TL;DR: As AI agent systems scale from single assistants to teams of specialized employees, coordination becomes critical. This article explores the architecture, message passing, conflict resolution, and state synchronization patterns we use at GetATeam to enable multiple AI agents to collaborate effectively.
The Multi-Agent Reality
Six months ago, our typical GetATeam user had one AI agent—maybe Sydney handling emails, or Joseph managing their blog. Simple. One session, one context, one agent doing one job.

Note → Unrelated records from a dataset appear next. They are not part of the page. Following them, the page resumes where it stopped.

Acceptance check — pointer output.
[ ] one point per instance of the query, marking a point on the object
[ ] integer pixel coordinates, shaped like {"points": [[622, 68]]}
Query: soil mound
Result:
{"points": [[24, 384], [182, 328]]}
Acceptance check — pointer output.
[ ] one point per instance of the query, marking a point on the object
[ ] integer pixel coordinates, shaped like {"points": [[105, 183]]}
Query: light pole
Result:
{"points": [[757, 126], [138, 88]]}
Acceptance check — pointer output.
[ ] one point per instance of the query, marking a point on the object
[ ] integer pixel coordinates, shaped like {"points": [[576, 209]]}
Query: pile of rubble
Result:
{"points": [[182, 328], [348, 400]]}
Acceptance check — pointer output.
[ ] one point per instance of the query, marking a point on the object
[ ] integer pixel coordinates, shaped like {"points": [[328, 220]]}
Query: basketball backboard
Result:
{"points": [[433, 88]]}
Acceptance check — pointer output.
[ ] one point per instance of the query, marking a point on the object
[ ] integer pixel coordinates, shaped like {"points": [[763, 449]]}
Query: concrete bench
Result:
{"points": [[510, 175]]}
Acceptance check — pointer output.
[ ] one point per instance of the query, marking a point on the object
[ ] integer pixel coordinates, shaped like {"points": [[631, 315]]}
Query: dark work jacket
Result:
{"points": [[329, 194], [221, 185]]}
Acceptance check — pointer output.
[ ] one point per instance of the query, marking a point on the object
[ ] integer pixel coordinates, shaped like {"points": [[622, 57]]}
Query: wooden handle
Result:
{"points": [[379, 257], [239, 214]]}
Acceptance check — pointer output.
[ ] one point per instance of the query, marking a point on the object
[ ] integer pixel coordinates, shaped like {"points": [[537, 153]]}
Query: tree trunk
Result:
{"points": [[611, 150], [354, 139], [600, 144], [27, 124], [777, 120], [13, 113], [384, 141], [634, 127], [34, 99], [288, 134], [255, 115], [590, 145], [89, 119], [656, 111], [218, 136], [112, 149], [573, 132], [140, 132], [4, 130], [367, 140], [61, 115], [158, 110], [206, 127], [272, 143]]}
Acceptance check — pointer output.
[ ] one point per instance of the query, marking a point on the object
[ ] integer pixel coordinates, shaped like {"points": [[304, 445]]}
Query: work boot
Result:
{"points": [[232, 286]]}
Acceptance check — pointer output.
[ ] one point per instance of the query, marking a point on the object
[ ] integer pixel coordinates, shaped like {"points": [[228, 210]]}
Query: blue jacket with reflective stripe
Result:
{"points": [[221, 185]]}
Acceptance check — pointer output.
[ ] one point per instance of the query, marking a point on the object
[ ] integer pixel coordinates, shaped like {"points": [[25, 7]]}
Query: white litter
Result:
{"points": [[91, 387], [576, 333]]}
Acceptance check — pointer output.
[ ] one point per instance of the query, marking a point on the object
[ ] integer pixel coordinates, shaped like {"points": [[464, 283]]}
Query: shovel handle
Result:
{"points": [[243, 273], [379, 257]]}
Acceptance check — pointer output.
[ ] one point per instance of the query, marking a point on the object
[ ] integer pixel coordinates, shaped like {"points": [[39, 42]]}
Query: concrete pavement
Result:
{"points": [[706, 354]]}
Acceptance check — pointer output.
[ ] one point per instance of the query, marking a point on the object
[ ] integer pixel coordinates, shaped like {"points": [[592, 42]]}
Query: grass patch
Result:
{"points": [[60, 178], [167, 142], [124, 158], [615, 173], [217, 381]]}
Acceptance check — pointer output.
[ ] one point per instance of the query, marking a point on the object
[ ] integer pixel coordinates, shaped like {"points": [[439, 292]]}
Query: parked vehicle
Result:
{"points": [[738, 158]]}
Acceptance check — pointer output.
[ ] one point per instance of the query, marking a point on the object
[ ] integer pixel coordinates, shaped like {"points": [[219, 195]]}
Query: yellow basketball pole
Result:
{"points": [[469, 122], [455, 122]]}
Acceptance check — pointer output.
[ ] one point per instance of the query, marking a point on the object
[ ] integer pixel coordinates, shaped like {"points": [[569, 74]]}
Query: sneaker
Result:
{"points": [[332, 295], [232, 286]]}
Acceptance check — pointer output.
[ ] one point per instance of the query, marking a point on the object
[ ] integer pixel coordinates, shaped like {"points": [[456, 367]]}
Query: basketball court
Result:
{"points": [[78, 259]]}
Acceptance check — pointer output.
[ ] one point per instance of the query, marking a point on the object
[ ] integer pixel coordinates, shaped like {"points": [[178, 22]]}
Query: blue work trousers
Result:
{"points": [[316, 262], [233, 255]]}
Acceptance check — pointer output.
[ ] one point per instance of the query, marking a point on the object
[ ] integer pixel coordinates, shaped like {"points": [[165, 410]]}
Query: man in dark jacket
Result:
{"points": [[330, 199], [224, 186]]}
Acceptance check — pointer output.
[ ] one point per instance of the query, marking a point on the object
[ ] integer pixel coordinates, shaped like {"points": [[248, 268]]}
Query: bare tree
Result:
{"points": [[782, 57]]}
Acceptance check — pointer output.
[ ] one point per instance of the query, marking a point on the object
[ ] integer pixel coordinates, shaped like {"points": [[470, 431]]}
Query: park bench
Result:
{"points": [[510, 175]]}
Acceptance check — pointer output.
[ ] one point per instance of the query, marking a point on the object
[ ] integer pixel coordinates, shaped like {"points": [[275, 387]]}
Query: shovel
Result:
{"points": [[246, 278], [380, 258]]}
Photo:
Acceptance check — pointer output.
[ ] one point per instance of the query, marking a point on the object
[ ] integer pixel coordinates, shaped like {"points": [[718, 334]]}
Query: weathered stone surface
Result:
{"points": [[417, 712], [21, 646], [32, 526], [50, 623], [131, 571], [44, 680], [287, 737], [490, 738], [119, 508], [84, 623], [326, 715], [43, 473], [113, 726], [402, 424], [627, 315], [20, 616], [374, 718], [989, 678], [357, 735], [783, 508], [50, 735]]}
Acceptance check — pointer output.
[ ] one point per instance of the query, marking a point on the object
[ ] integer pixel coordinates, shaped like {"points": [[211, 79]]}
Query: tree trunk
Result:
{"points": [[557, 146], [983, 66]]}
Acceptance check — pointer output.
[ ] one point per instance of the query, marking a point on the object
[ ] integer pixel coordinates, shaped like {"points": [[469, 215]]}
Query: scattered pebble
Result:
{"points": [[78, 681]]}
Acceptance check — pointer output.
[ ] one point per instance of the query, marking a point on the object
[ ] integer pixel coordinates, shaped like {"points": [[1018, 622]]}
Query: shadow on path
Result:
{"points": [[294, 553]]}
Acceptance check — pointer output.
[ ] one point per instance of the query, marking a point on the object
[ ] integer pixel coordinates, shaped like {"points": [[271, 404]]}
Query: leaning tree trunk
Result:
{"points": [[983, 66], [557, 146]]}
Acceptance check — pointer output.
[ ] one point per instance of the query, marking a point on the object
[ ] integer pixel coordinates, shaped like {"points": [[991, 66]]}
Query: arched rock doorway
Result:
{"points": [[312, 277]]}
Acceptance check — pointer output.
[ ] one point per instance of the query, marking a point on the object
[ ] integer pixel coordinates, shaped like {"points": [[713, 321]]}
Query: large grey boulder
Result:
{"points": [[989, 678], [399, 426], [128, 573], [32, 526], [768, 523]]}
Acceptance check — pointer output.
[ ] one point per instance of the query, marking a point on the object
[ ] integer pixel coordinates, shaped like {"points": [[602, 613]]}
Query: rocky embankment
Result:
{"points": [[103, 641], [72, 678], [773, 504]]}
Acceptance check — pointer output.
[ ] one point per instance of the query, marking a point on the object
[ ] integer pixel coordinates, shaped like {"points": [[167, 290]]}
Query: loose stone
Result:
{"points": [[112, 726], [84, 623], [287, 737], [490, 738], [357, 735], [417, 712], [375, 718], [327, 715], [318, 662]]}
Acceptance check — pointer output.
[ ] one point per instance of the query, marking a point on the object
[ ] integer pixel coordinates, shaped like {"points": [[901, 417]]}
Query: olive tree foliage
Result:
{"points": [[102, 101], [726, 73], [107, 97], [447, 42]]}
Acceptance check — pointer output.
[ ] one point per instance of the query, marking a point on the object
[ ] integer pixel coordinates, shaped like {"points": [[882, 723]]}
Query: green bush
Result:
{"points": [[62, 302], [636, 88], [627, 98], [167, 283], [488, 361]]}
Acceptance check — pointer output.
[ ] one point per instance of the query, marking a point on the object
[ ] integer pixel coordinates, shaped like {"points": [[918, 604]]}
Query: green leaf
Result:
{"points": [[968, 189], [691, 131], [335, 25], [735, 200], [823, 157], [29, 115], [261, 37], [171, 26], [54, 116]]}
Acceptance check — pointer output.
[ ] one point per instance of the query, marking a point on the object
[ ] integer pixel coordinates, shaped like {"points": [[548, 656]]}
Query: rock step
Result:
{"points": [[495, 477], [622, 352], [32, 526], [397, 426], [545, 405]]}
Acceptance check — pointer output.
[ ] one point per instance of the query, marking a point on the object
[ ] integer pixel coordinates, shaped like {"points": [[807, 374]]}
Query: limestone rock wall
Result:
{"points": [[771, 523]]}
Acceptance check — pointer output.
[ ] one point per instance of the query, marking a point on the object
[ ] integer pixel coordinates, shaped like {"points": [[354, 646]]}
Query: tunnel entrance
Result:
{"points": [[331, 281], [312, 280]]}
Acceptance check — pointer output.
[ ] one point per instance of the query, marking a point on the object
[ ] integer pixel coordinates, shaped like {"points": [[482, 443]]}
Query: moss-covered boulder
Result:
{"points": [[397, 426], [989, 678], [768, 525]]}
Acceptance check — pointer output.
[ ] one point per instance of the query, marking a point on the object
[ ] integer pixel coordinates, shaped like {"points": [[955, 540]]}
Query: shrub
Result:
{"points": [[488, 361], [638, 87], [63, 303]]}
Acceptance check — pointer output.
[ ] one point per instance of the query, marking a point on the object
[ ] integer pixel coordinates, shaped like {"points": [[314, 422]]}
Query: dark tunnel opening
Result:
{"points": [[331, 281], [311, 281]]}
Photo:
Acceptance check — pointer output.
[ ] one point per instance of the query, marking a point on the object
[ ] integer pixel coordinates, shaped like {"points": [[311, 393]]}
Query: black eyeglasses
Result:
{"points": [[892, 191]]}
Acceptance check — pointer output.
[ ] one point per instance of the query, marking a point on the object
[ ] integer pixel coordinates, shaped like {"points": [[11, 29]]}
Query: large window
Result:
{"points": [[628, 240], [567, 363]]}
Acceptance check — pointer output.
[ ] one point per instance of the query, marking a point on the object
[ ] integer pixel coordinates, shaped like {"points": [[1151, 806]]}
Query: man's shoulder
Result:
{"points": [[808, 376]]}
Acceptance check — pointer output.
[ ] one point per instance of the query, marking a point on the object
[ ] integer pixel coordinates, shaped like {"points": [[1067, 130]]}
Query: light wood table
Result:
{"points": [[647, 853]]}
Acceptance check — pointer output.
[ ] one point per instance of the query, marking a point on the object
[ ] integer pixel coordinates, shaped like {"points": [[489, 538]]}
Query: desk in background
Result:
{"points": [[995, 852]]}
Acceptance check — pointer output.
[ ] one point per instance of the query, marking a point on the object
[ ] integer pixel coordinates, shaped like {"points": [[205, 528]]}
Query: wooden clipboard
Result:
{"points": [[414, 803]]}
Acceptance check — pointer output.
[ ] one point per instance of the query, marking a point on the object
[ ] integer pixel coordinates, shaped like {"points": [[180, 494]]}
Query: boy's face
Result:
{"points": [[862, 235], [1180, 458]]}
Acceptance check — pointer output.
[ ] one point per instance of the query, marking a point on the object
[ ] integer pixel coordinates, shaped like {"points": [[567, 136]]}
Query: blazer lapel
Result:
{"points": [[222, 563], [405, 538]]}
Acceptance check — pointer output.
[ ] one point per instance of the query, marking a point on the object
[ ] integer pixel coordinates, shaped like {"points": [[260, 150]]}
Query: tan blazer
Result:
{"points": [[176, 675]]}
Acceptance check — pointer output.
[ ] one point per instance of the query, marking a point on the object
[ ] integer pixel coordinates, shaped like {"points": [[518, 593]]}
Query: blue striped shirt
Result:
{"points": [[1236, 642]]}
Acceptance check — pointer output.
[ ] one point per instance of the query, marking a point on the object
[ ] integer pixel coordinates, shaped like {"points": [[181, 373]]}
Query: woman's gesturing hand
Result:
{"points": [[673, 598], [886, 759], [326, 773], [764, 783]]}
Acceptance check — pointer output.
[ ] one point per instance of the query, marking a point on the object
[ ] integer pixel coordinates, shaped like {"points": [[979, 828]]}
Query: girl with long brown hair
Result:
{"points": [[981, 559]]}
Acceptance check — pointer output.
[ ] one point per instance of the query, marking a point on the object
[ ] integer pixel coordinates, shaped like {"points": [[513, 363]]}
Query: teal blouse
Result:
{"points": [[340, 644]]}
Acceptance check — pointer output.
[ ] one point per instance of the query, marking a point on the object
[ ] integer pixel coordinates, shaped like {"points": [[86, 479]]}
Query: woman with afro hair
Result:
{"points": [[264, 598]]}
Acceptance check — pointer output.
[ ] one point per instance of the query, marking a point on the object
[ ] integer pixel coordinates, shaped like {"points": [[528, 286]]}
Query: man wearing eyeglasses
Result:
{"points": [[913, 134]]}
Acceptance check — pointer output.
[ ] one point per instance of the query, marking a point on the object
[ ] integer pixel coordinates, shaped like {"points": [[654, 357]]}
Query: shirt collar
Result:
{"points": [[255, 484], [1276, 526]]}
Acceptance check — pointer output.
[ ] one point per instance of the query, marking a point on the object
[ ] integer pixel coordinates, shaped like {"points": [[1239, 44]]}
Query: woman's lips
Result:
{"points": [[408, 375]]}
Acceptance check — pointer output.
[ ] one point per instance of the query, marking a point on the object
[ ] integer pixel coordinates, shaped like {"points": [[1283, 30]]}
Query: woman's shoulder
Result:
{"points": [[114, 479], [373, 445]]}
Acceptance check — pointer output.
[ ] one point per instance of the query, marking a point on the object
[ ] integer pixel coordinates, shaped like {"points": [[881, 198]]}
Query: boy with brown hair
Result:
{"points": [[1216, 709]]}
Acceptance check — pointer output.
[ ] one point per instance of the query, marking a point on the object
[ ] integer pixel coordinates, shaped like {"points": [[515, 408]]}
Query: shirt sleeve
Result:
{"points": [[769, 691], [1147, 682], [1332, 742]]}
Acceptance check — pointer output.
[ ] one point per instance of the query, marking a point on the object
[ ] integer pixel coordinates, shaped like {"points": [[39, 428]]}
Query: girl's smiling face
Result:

Today, that same user has five agents: Sydney on email, Alex handling support tickets, Taylor managing social media, Jordan doing data analysis, and Morgan coordinating everything.
The problem? These agents can't work in isolation anymore.
When a customer emails asking about their order status, Sydney (email agent) needs to check with Jordan (data agent) who queries the database, then Taylor (social media agent) might need to post an update, while Morgan (coordinator) tracks that the task was completed.
This isn't science fiction. It's our production system handling 1000+ multi-agent conversations daily.
Why Single-Agent Patterns Break
Traditional AI agent architecture looks like this:
async function handleUserMessage(message) {
const context = await loadContext(user.id);
const response = await callLLM(message, context);
await saveContext(user.id, response);
return response;
}
Simple. Linear. Works great for one agent.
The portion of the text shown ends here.